Zugleich sei die Ostsee natürlicherweise stark geschichtet, sagt Dierking. Das heißt, dass zwischen dem durch Süßwassereinträge relativ wenig salzigen Wasser in flachen Tiefen und den aufgrund von einströmendem Nordseewasser salzhaltigen Wasserschichten kein Austausch stattfindet und somit Sauerstoff von der Oberfläche selbst bei starken Stürmen nicht die tiefen Bereiche erreicht. Der Temperaturanstieg der Ostsee führe zu einer zusätzlichen Verstärkung dieser Schichtung und zugleich zu einer tendenziell höheren Produktivität und schnelleren Veratmung durch Bakterien, sagt Dierking. Damit begünstige die Erwärmung die Sauerstoffprobleme also an mehreren Stellschrauben.

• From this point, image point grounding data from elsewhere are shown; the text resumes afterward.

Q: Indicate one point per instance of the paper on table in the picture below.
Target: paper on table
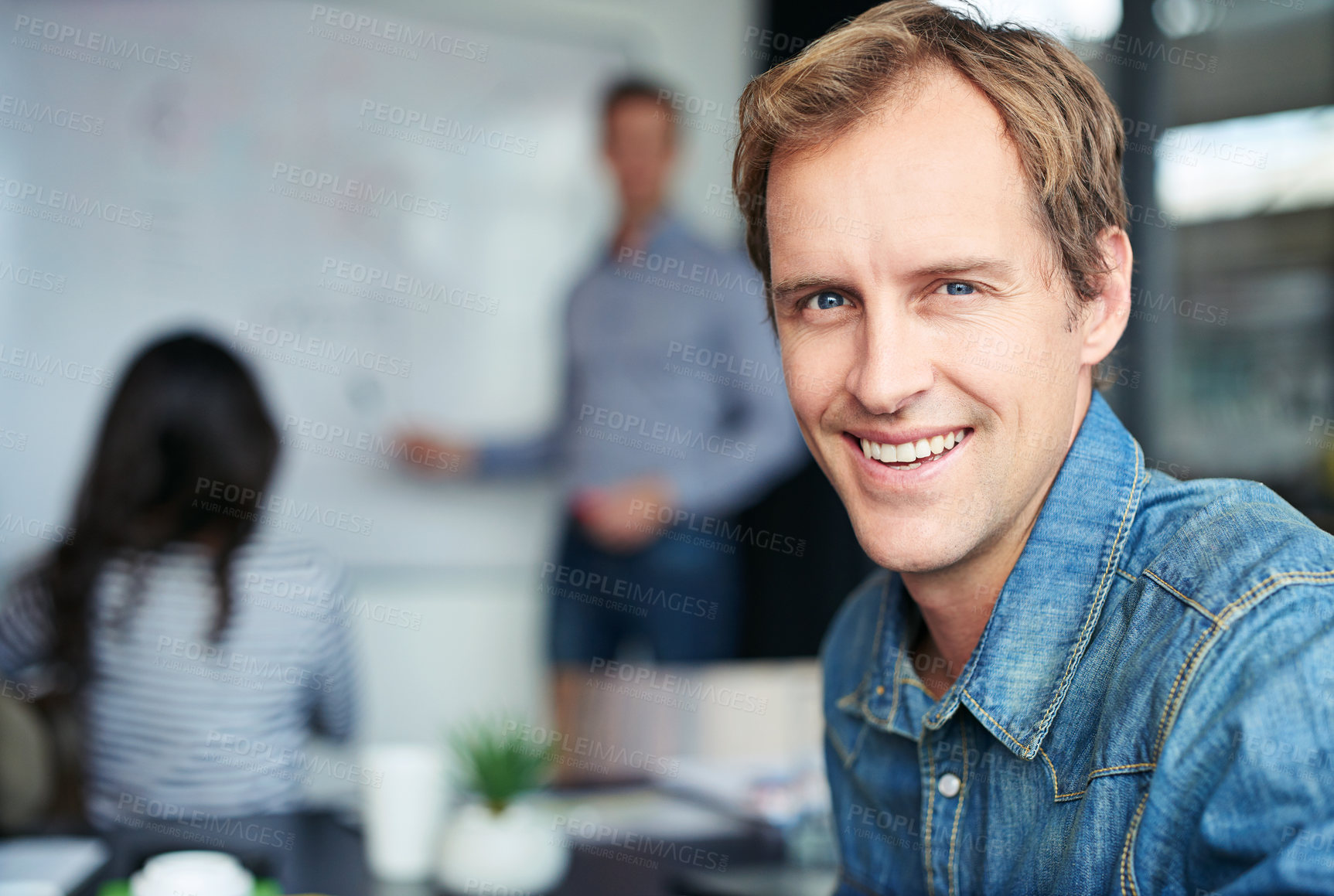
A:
(48, 866)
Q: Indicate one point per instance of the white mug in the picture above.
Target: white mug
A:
(402, 816)
(193, 872)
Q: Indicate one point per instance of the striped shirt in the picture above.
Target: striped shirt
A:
(176, 724)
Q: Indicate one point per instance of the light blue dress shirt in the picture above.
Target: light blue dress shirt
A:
(671, 370)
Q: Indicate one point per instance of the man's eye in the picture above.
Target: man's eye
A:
(824, 300)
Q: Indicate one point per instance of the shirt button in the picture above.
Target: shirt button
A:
(949, 784)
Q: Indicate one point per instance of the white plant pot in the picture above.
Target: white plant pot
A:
(518, 851)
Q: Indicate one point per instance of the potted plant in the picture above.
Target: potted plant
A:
(496, 839)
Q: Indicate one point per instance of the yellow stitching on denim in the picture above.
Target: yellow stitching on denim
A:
(1189, 600)
(1098, 772)
(958, 809)
(1199, 643)
(1288, 579)
(1111, 559)
(1056, 784)
(875, 656)
(1284, 579)
(930, 813)
(1126, 851)
(978, 706)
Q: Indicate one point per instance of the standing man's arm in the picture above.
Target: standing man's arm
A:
(758, 441)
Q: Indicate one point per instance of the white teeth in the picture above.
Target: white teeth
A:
(907, 454)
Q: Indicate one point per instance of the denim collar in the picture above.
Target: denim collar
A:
(1046, 612)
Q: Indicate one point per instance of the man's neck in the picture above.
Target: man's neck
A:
(635, 224)
(957, 601)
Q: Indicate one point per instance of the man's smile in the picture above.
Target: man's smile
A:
(909, 450)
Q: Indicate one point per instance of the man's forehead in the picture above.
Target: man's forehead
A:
(937, 167)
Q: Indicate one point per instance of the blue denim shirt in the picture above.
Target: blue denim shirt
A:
(1150, 708)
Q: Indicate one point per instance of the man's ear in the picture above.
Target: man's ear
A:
(1106, 314)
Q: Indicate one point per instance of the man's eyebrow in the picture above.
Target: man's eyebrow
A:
(969, 264)
(942, 268)
(805, 281)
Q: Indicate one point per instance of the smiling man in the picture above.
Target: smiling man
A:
(1076, 675)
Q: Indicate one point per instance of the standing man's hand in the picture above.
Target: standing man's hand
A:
(614, 518)
(432, 455)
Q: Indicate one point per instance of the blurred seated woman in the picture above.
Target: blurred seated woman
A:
(203, 649)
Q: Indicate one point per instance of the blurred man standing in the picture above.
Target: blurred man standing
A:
(675, 417)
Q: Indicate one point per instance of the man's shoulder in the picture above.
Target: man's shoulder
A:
(1227, 544)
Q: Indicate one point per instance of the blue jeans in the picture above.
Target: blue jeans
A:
(682, 594)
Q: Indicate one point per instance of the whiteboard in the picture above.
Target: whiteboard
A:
(384, 213)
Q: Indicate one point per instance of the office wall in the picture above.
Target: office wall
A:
(278, 174)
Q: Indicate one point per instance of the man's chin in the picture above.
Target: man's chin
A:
(925, 551)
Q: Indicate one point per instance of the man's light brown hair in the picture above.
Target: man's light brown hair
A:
(1058, 115)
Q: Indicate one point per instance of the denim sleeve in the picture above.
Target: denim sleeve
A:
(1242, 800)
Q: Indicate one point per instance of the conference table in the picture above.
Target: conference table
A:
(326, 855)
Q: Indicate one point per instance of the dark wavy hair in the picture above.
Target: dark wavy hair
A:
(186, 412)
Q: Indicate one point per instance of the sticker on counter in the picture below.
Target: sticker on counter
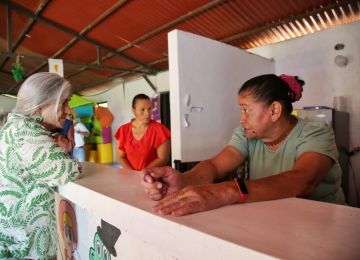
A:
(104, 242)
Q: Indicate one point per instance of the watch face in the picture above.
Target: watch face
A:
(242, 186)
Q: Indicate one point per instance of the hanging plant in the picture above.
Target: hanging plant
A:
(18, 70)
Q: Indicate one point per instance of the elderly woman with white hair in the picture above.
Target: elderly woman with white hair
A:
(32, 165)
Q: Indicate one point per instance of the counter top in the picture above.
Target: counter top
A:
(288, 228)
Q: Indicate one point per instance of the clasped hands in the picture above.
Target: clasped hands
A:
(175, 197)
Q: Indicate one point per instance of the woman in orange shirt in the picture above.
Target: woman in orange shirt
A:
(143, 142)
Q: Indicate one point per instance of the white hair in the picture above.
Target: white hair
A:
(39, 90)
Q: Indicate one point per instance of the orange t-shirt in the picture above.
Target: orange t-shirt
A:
(141, 152)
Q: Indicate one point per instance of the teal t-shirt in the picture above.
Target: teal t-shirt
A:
(305, 137)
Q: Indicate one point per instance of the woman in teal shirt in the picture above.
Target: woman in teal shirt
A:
(32, 165)
(287, 157)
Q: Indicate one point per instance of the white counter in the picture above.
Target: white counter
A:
(288, 228)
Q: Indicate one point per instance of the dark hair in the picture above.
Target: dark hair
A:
(269, 88)
(137, 97)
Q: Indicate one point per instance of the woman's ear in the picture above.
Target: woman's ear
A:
(276, 110)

Versauerung schreitet schneller voran als in anderen Meeren
Ein weiteres Problem ist die zunehmende Versauerung der Ostsee, also ein Absinken des pH-Wertes. Der pH-Wert des Wassers in der Ostsee sei heute bereits so niedrig, wie es in tieferen Ozeanen erst im nächsten Jahrhundert erwartet würde, heißt es im Bericht des GEOMAR.
Als Ursache für die Versauerung der Weltmeere sehen Klimaforscher, dass das Meer einen großen Teil des in der Atmosphäre vorhandenen Kohlendioxids aufnimmt. Das saurere Wasser greift dann die kalkhaltigen Schalen von Meerestieren wie Muscheln, Krebsen an und bedroht die Korallenbestände.